Archbishop Comensoli told Australian public radio that he would urge anyone who confessed to child sexual abuse to tell police. But he added that he, personally, would not break the seal, preferring to go to jail.
The laws broadly make it a crime if members of the clergy do report abuse or suspected abuse to police. Penalties for breaching the new laws range from fines to decades in prison, and the laws underscore the rollback of special concessions for the church in Australia following the country's landmark Royal Commission into Institutional Responses to Child Sexual Abuse.
The laws have flowed from recommendations made by the Royal Commission, which ran from 2013 to 2017, when its finding where handed down along with 52 recommendations, many covering activities of the church.
Victoria and Tasmania join Queensland and Western Australia as having passed or introduced such laws to parliament. New South Wales, the Australian Capital Territory, South Australia, Queensland and the Northern Territory governments have signaled they will introduce legislation.
The new laws in Australia stand in contradiction to the Code of Canon Law, which states: "The sacramental seal is inviolable; therefore it is absolutely forbidden for a confessor to betray in any way a penitent in words or in any manner and for any reason."

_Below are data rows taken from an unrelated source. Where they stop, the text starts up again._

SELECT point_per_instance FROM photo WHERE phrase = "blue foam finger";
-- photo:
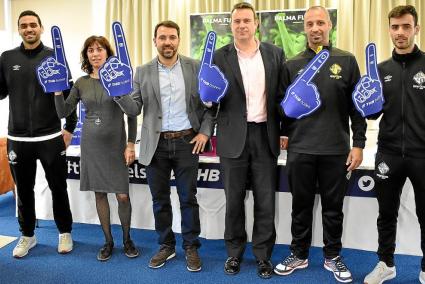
(367, 95)
(212, 84)
(313, 66)
(302, 97)
(210, 40)
(120, 43)
(58, 45)
(372, 64)
(53, 72)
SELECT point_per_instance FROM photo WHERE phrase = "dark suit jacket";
(232, 115)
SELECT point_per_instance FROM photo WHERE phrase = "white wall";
(77, 19)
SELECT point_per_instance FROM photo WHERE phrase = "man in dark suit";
(176, 127)
(248, 137)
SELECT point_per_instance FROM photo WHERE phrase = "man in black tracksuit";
(319, 154)
(401, 139)
(34, 132)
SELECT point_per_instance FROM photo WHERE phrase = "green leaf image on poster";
(282, 28)
(286, 29)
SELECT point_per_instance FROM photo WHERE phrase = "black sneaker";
(193, 261)
(105, 252)
(130, 250)
(165, 253)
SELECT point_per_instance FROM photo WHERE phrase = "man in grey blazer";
(176, 128)
(248, 130)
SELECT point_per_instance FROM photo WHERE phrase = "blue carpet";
(44, 265)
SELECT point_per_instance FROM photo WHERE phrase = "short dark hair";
(103, 42)
(402, 10)
(168, 24)
(244, 5)
(29, 13)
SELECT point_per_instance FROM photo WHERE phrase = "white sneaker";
(422, 277)
(339, 269)
(23, 246)
(380, 273)
(65, 244)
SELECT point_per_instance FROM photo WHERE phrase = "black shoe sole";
(162, 264)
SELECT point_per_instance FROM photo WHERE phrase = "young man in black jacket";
(401, 139)
(319, 153)
(34, 132)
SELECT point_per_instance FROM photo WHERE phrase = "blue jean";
(175, 154)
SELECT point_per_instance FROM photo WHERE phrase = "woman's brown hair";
(103, 42)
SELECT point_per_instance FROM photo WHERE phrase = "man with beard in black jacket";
(34, 132)
(319, 153)
(401, 139)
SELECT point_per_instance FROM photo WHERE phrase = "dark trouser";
(390, 175)
(306, 173)
(23, 165)
(259, 165)
(175, 154)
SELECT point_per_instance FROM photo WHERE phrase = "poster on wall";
(283, 28)
(201, 24)
(286, 29)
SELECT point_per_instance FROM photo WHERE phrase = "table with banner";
(360, 206)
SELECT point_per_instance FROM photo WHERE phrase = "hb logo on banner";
(212, 83)
(52, 72)
(367, 95)
(302, 97)
(116, 74)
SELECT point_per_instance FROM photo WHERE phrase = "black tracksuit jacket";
(326, 131)
(402, 127)
(32, 112)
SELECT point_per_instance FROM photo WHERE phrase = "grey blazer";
(146, 94)
(231, 119)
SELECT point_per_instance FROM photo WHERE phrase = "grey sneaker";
(289, 264)
(380, 273)
(422, 277)
(165, 253)
(23, 246)
(339, 269)
(65, 244)
(193, 261)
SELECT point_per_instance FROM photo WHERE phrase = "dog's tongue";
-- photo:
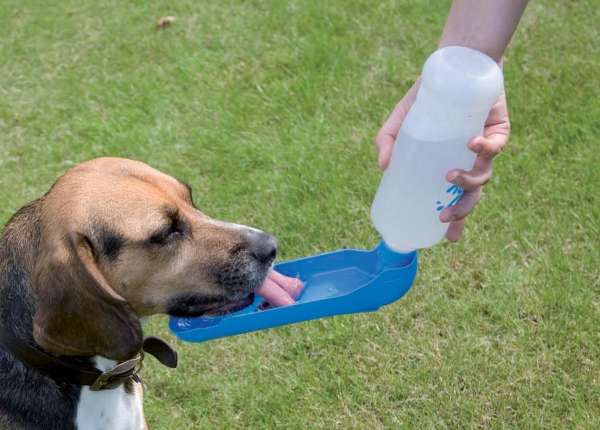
(230, 307)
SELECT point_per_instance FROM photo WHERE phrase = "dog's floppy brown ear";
(77, 313)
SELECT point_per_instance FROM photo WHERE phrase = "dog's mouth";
(195, 306)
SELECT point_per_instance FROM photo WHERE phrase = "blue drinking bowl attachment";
(335, 283)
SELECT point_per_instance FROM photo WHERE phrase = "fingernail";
(452, 176)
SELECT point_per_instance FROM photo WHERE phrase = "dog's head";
(120, 240)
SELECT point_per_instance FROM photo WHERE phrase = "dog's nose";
(263, 247)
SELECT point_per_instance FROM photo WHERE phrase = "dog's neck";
(18, 248)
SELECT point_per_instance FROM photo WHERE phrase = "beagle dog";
(113, 241)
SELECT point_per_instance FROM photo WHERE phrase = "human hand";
(495, 135)
(280, 290)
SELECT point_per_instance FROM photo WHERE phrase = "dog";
(111, 242)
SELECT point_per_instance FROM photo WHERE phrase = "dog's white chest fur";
(109, 409)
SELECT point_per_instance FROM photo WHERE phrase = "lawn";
(268, 109)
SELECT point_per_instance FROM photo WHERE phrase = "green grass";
(268, 109)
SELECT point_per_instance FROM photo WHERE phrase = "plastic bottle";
(458, 88)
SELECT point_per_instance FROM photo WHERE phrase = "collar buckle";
(116, 376)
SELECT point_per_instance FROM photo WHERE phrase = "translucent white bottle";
(458, 88)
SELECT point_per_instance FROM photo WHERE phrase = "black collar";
(67, 371)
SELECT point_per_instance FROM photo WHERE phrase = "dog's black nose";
(263, 247)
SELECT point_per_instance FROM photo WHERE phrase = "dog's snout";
(263, 247)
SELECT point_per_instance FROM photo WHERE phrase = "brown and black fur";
(112, 241)
(21, 387)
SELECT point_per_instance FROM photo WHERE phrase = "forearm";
(485, 25)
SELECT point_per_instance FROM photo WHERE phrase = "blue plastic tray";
(341, 282)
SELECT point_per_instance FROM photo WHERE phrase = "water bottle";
(458, 88)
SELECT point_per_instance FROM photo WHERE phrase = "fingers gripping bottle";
(458, 88)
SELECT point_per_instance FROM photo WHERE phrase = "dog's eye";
(174, 230)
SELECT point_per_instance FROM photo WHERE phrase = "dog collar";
(69, 371)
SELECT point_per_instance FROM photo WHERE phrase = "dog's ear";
(77, 313)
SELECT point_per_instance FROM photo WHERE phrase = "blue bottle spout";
(336, 283)
(388, 258)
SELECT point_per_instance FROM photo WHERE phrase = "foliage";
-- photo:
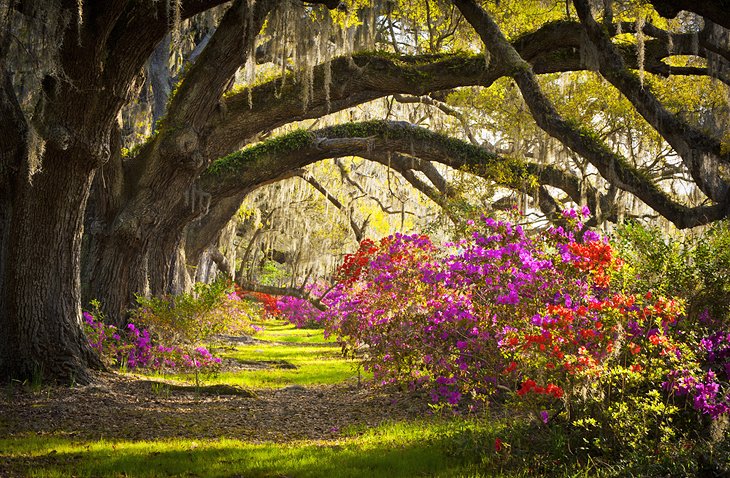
(192, 317)
(541, 317)
(695, 269)
(133, 349)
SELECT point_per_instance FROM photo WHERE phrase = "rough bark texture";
(45, 189)
(150, 187)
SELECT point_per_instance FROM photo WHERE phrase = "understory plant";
(166, 334)
(541, 319)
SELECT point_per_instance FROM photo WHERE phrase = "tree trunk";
(41, 320)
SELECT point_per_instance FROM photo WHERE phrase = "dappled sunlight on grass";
(283, 331)
(390, 450)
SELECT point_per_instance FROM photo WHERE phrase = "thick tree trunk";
(118, 270)
(41, 321)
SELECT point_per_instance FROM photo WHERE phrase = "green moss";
(297, 139)
(511, 172)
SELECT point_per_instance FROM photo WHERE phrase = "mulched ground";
(127, 407)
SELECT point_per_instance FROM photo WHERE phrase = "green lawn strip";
(283, 331)
(311, 365)
(404, 450)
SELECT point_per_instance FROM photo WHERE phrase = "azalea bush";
(301, 311)
(542, 319)
(133, 349)
(190, 318)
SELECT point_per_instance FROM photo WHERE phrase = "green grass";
(402, 450)
(315, 362)
(314, 366)
(281, 331)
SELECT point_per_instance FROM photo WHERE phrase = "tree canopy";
(133, 131)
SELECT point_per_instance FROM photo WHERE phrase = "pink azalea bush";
(536, 315)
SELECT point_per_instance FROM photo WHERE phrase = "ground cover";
(318, 422)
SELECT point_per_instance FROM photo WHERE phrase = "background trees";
(614, 106)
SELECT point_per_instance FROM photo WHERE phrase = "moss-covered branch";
(377, 140)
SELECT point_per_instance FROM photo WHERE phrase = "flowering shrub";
(299, 312)
(268, 302)
(190, 318)
(537, 315)
(133, 349)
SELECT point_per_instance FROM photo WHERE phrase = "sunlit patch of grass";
(283, 331)
(402, 450)
(286, 365)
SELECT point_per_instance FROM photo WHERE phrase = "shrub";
(547, 318)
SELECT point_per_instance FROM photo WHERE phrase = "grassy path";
(302, 414)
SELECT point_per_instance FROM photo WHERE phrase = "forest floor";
(279, 401)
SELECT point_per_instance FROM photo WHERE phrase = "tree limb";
(613, 167)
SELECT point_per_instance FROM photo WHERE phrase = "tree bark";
(41, 320)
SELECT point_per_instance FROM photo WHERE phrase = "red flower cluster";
(353, 265)
(530, 385)
(597, 258)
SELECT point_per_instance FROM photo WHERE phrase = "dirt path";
(124, 407)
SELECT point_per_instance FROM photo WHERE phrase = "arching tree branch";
(701, 153)
(375, 140)
(613, 167)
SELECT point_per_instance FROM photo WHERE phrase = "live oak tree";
(157, 208)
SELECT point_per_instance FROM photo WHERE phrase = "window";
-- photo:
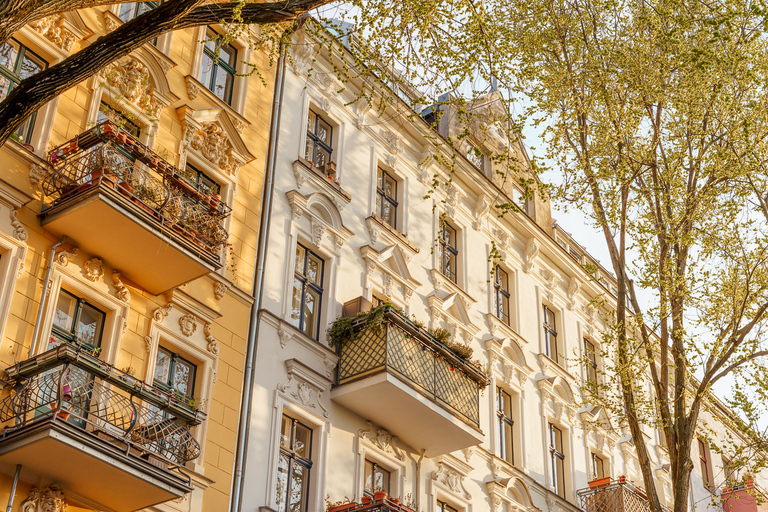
(557, 457)
(307, 291)
(173, 372)
(550, 333)
(506, 436)
(598, 467)
(501, 295)
(319, 137)
(474, 155)
(17, 62)
(386, 198)
(376, 478)
(294, 466)
(133, 10)
(444, 507)
(704, 463)
(200, 180)
(77, 321)
(591, 360)
(217, 71)
(447, 251)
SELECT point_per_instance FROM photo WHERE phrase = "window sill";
(304, 172)
(196, 88)
(391, 236)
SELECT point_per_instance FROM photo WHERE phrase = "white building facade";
(325, 426)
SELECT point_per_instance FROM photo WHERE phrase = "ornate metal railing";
(70, 384)
(616, 496)
(402, 348)
(107, 156)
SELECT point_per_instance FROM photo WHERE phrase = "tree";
(654, 115)
(34, 92)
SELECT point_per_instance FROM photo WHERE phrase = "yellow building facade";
(129, 214)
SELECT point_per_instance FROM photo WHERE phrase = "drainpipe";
(45, 294)
(13, 488)
(235, 503)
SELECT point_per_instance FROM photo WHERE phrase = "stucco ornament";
(93, 269)
(188, 324)
(213, 143)
(47, 499)
(52, 27)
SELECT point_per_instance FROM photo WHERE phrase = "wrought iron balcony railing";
(70, 384)
(107, 156)
(615, 496)
(402, 348)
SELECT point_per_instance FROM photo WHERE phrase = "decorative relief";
(382, 440)
(573, 290)
(192, 88)
(63, 257)
(93, 269)
(451, 478)
(220, 290)
(37, 173)
(531, 251)
(47, 499)
(162, 312)
(131, 78)
(213, 143)
(52, 27)
(122, 293)
(188, 324)
(18, 228)
(213, 345)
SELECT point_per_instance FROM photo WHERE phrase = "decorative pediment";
(450, 475)
(139, 80)
(392, 262)
(506, 357)
(454, 311)
(305, 387)
(213, 134)
(323, 216)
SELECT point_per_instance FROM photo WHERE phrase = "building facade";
(358, 222)
(129, 213)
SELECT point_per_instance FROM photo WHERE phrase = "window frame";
(382, 198)
(290, 453)
(505, 424)
(14, 78)
(312, 135)
(211, 35)
(550, 333)
(312, 286)
(451, 272)
(557, 460)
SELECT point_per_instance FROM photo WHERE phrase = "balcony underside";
(102, 221)
(416, 419)
(59, 452)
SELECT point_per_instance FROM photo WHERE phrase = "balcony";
(401, 378)
(100, 433)
(117, 199)
(615, 496)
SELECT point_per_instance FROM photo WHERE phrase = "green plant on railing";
(343, 330)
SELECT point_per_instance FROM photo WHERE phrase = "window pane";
(311, 303)
(298, 488)
(206, 70)
(184, 377)
(89, 325)
(64, 317)
(302, 436)
(163, 367)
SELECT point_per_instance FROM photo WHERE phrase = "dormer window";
(319, 137)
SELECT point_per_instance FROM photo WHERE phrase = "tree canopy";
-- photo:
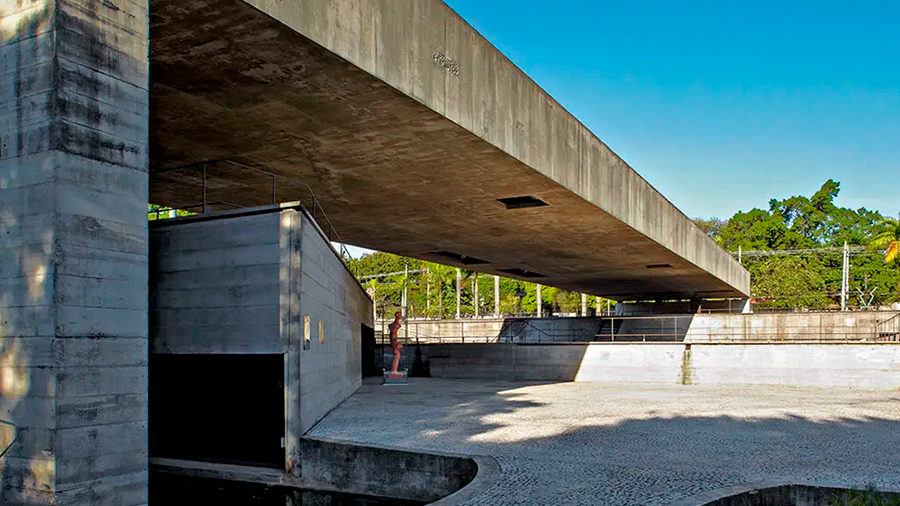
(812, 279)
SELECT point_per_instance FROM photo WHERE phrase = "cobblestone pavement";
(593, 443)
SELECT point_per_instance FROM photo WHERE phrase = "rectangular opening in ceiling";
(522, 202)
(463, 259)
(523, 273)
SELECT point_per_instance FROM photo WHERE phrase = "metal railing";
(297, 191)
(15, 432)
(737, 329)
(474, 331)
(888, 330)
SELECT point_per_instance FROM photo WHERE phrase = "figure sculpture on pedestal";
(396, 345)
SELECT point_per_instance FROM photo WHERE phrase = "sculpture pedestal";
(395, 378)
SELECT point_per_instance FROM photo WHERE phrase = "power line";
(854, 250)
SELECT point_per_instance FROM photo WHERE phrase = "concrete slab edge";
(721, 493)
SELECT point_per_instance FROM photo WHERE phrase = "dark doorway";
(221, 408)
(369, 355)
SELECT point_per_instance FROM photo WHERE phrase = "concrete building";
(256, 328)
(419, 137)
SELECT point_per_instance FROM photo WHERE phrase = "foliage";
(868, 497)
(811, 280)
(431, 290)
(157, 212)
(888, 239)
(786, 282)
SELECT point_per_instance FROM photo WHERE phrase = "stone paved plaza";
(592, 443)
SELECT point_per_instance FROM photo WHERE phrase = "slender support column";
(540, 305)
(475, 292)
(458, 292)
(496, 296)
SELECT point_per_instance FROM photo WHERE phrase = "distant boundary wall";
(856, 365)
(754, 327)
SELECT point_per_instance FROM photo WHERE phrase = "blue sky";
(722, 105)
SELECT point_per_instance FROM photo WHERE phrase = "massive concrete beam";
(410, 126)
(73, 251)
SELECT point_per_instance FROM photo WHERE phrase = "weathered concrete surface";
(382, 471)
(760, 327)
(73, 253)
(787, 326)
(370, 470)
(247, 282)
(409, 125)
(620, 444)
(873, 366)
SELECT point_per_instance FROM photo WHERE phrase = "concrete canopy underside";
(409, 126)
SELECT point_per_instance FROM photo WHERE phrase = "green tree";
(790, 282)
(888, 239)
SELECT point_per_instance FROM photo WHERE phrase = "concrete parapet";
(854, 365)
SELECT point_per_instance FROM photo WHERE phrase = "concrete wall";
(821, 365)
(786, 326)
(852, 326)
(214, 286)
(329, 293)
(73, 253)
(482, 91)
(246, 282)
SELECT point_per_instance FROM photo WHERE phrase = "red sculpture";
(396, 345)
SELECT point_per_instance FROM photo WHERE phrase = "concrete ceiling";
(229, 82)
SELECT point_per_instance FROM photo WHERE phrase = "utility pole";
(845, 277)
(458, 291)
(496, 296)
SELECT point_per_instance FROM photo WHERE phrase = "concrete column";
(475, 292)
(496, 296)
(458, 291)
(73, 254)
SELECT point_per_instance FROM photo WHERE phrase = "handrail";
(15, 437)
(316, 211)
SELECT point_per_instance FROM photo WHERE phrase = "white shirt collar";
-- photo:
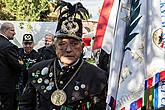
(62, 65)
(3, 36)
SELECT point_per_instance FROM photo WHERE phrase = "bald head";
(7, 29)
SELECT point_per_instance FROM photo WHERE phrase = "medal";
(58, 97)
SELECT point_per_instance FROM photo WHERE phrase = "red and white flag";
(106, 26)
(127, 66)
(137, 67)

At present, a priest who breaks the seal of confession would be subject to automatic excommunication, unless otherwise decided by the pope.
Along with Archbishop Comensoli, other bishops also have vowed to ignore the new laws. These include Bishop Greg O'Kelly, apostolic administrator of Adelaide, and Sydney Archbishop Anthony Fisher. As well, all three bishops and other senior clerics have effectively described the new confessional laws as a distraction that would do nothing to halt child sexual abuse.
Bishop O'Kelly told the Australian Broadcasting Corp. that, in 28 years as a priest, he had never had anyone confess to child sexual abuse, either anonymously or in person.
"If you've ever had anything to do with a pedophile, they think they're innocent and so won't line up at a confessional," one veteran Australian priest who asked not to be named told CNS. "Common practice (for confession of any serious crime) is for a confessor to say 'we need to talk about this outside the confessional' and certainly to withhold absolution till the penitent has gone to the police."
The emergence of the issue comes at a delicate time for the Australian Catholic Church, which is undertaking two major processes that would result in a root and branch reform of the institution.
The Plenary Council, Australia's first in 80 years and a rarity anywhere in the Catholic world, will be held over two sessions, in 2020 and 2021.
A review of church governance at parish and diocesan levels began in May 2019 and is being undertaken by a six-person panel of lay Catholics, under the chairmanship of retired Western Australia Supreme Court Justice Neville Owen. He was also the head of the Truth, Justice and Healing Council formed to coordinate the church's response to the Royal Commission.